When restrictions began to lift, they’d throw underground parties to showcase the early sexy drill that they’d been posting to SoundCloud and YouTube. “You can’t really build a community around drill because you can’t be outside performing,” said Gabe P., the host of the internet rap show “On the Radar,” which first showcased Cobain and Chow Lee in 2021.

He added, “These parties felt like safe spaces where you could have fun. There’ll be girls there. The girls will be having fun, they feel safe and the artists feel safe. And I think they just created that environment.”
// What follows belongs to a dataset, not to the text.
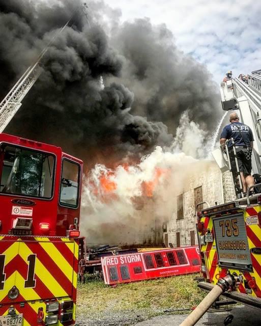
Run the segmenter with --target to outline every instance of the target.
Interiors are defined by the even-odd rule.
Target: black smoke
[[[1,98],[81,5],[0,0]],[[102,2],[89,7],[88,18],[78,11],[50,47],[6,131],[97,160],[101,153],[120,159],[169,145],[187,110],[211,130],[218,115],[211,77],[166,27],[146,19],[121,25],[111,10],[108,31],[100,13],[110,9]]]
Cobain’s live shows extend the vibe. The sound system at the free show in Coney Island was shoddy, so the audience leaned in to fill in the lyrics of “Dunk Contest,” which describe various sexual acts Cobain wants to perform on girls mentioned by name. They reach a tittering pitch when Marni, his sometime girlfriend (“She’s my sweetheart. The Slizzy Princess”), waves as he sings, “I don’t think that I should talk ’bout Marni.” They repeat the dynamic two days later onstage at Terminal 5 for the New York stop of Ice Spice’s “Y2K” tour to a raucous crowd that half-sings, half-squeals in response.

Before that Coney Island performance, Cobain killed time over a plate of chicken tacos. Surrounded by a couple of burly bodyguards, they all test out the arcade punching bag game once the tacos are done, and fans who happen upon them will flutter about taking selfies and broadcasting on Instagram live as they join his walk to the makeshift stage. It’s a low-key flashback to the Union Square caravan and flies in the face of the concerns that had the police pulling his drill peers from stages just a few years earlier.

When Cobain is asked what it means to him to perform in his hometown, he raises his eyebrows above his black sunglasses.

“It means everything,” he said. “I just know that I’m not rapping about killing nobody. I don’t have nobody rapping about killing me, or at least I hope not. It feels amazing for real, because I know how New York can get.”